What is correlation?

A correlation is a relationship between two sets of data.

In the equity markets, for example, you may notice that stocks like Microsoft (MSFT) and Apple (AAPL) both tend to rise and fall at the same time. The price behavior between the two stocks is not an exact match, but there is enough similarity to say there is a relationship. In this scenario, we can say MSFT and AAPL have a positive correlation.

Further, there are often relationships across markets. For example, between equities and bonds, or precious metals. We often also see a correlation between financial instruments and economic data or even sentiment indicators.

Why do correlations matter?

There are several reasons why correlations are important, here a few benefits of tracking them in the markets –

  1. Insights – keeping track of different relationships can provide insight into where the markets are headed. A good example is when the markets turned sharply lower in late February as a result of the Coronavirus escalation. The price of gold, which is known as an asset investors turn to when their mood for risky investments sours, rose sharply the trading day before the big initial drop in stocks. It acted as a warning signal for those equity traders mindful of the inverse correlation between the two.
  2. Strength in correlated moves – It’s much easier to assess trends when there is a correlated move. In other words, if a bulk of the tech stocks on your watchlist are rising, it’s probably safe to say the sector is bullish, or that there is strong demand.
  3. Diversification – To make sure you have some diversification in your portfolio, it’s a good idea to make sure the assets within it aren’t all strongly correlated to each other.
  4. Signal confirmation – Let’s say you want to buy a stock because your analysis shows that it is bullish. You could analyze another stock with a positive correlation to make sure it provides a similar signal.

Correlation doesn’t imply causation

A popular saying among the statistics crowd is “correlation does not imply causation”. It comes up often and it’s important to understand its meaning.

Essentially, correlations can provide valuable insights but you’re bound to come across situations that might imply a correlation where a relationship does not exist.

As an example, data has shown a sharp rise in Netflix subscribers as a result of the lockdown that followed the Coronavirus escalation. The idea is that people are forced to stay at home and therefore are more likely to watch tv.

The same scenario has resulted in a rise in electricity bills. People are using more electricity at home compared to when they were at work all day.

If you were blindly comparing the rise in Netflix subscribers versus the rise in electricity usage during the month of lockdown, you might reasonably conclude that the two have a relationship.

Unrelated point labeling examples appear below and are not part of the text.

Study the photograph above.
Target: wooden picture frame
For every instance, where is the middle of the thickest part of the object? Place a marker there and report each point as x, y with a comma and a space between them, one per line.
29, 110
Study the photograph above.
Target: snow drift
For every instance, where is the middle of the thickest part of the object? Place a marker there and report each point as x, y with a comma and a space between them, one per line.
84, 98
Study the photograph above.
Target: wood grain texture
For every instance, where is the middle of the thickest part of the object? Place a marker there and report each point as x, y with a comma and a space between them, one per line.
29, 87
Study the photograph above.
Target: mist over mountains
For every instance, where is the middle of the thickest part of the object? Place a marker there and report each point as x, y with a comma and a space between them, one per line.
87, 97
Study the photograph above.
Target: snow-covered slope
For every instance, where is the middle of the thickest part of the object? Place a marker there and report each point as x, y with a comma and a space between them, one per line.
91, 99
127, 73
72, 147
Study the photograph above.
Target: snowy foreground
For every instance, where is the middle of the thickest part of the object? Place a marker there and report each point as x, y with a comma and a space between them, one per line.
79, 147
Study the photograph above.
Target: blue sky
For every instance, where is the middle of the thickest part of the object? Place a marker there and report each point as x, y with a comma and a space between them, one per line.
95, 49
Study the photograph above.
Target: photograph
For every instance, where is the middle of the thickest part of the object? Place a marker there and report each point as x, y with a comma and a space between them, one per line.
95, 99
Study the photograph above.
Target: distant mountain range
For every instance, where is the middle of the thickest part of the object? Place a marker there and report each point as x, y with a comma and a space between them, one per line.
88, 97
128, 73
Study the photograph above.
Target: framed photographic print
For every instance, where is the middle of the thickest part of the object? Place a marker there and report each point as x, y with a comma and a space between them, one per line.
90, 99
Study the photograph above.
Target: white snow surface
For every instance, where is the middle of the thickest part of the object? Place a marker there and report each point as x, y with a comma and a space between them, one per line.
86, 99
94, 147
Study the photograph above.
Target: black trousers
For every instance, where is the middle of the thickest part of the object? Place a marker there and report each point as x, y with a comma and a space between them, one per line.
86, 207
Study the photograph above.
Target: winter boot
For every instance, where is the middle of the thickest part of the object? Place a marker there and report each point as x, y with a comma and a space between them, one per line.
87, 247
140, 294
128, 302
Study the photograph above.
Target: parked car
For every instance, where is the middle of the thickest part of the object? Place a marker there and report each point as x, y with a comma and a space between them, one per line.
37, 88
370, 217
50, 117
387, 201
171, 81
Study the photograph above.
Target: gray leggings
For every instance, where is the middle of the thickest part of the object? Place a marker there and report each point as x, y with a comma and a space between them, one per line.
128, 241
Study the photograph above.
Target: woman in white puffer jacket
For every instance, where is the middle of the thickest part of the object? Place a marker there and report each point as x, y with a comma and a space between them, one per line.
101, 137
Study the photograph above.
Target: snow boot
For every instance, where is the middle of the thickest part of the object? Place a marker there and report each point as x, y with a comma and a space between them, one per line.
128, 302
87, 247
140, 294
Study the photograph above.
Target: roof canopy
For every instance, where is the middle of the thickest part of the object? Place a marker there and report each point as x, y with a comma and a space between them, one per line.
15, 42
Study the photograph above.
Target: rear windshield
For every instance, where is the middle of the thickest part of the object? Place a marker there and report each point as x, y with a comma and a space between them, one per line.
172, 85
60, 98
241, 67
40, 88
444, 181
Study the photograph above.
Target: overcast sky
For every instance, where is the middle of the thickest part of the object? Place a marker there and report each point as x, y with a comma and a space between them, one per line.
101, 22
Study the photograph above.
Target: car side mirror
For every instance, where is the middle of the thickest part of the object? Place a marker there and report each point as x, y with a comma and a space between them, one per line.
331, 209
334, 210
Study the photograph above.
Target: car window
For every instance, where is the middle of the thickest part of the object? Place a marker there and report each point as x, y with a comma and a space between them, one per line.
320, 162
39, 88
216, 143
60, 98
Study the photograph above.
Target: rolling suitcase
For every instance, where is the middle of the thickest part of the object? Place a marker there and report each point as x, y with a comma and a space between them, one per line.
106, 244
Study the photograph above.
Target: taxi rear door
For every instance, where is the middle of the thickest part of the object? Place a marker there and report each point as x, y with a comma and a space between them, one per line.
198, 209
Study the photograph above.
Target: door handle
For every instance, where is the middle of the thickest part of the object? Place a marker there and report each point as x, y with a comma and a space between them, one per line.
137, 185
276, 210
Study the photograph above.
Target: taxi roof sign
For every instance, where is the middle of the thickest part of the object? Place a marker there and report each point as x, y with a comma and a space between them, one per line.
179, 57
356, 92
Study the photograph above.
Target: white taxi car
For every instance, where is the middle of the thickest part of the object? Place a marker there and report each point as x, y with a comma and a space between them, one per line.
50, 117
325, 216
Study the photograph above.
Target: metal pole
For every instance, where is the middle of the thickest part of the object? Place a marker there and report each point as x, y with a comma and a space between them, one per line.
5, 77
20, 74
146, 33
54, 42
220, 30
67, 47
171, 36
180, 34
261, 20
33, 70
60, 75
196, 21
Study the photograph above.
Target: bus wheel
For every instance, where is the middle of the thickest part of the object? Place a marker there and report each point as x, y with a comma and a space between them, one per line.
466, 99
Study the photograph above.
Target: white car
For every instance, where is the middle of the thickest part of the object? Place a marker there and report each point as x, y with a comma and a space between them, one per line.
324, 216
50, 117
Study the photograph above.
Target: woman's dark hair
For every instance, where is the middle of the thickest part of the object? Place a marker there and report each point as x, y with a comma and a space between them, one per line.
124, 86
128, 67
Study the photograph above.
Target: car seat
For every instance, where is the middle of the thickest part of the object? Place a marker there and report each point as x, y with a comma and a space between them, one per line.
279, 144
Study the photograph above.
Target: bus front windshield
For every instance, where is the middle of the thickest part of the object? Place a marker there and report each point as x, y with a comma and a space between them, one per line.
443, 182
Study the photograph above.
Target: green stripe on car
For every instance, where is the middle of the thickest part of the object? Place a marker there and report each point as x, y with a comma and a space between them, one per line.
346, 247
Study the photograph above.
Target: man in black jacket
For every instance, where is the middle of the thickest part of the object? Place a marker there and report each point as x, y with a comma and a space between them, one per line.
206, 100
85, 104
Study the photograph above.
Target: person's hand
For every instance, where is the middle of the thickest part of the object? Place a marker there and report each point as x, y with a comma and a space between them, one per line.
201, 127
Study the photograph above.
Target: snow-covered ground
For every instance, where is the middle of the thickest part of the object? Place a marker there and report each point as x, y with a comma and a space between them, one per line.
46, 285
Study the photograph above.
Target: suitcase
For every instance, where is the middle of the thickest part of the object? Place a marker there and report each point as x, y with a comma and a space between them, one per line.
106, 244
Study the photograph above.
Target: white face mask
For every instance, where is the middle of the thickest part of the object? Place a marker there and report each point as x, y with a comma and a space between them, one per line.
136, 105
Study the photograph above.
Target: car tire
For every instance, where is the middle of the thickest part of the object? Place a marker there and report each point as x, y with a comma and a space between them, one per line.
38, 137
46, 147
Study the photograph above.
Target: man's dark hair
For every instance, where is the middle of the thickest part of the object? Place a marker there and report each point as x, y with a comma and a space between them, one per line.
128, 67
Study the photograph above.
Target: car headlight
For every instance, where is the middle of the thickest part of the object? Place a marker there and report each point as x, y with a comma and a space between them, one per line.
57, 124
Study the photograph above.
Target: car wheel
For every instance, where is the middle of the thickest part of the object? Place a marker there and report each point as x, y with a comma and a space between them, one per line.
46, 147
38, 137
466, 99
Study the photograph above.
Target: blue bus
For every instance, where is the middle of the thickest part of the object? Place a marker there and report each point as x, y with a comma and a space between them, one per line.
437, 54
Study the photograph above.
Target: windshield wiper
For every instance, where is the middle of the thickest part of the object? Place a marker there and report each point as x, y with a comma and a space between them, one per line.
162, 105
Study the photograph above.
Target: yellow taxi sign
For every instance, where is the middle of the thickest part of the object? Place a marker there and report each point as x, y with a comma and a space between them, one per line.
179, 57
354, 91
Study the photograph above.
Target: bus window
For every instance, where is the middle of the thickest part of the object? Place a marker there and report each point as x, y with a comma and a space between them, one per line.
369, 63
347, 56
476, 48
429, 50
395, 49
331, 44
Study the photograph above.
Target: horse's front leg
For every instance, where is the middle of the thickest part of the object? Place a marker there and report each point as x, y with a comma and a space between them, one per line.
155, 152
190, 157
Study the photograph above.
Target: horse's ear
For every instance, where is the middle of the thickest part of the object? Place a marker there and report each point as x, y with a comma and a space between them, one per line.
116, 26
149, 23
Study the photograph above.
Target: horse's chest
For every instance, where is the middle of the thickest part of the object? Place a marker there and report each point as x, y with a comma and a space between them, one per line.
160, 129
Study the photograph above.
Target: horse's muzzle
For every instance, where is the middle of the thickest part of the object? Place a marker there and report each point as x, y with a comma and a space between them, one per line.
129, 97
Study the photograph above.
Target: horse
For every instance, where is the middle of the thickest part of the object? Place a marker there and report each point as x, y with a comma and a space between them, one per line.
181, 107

However, having some perspective on the manner, it is clear that the two are not related and that it is not likely that fluctuations in one will impact the other moving forward. Rather, it is the lockdown, an external variable, that is the causation for both of these trends.

What is a correlation coefficient?

We’ve discussed that fluctuations in the stock prices of Apple and Microsoft tend to have a relationship. You might then notice other tech companies also correlate well with the two.

But not all relationships are equal and the correlation coefficient can help in assessing the strength of a correlation.

There are a few different ways of calculating a correlation coefficient but the most popular methods result in a number between -1 and +1.

The closer the number is to +1, the stronger the relationship. If the figure is close to -1, it indicates that there is a strong inverse relationship.

In the finance world, an inverse relationship is where one asset rises while the other drops. As one of the previous examples suggested, stocks and the price of gold have a long-standing inverse relationship.

The closer the correlation coefficient is to zero, the more likely it is that the two variables being compared don’t have any relationship to each other.

Breaking down the math to calculate the correlation coefficient

    \[ r = \frac{{}\sum_(x_i - \overline{x})(y_i - \overline{y})} {\sqrt{\sum_(x_i - \overline{x})^2\sum_(y_i - \overline{y})^2}} \]

The above formula is what’s used to calculate a correlation coefficient using the Pearson method.

It might look a bit intimidating the first time you look at it (unless you’re a math pro ofcourse). But we will break down this formula and at the end of it you will see that it is just basic mathematics.

There are libraries available that can do this automatically, but the following example will show how we can make the calculation manually.

We will start by creating a dataset. We can use the Numpy library to create some random data for us. Here is the code:

import numpy as np
import pandas as pd
df = pd.DataFrame(np.random.randint(0,10,size=(5, 2)), columns=list('xy'))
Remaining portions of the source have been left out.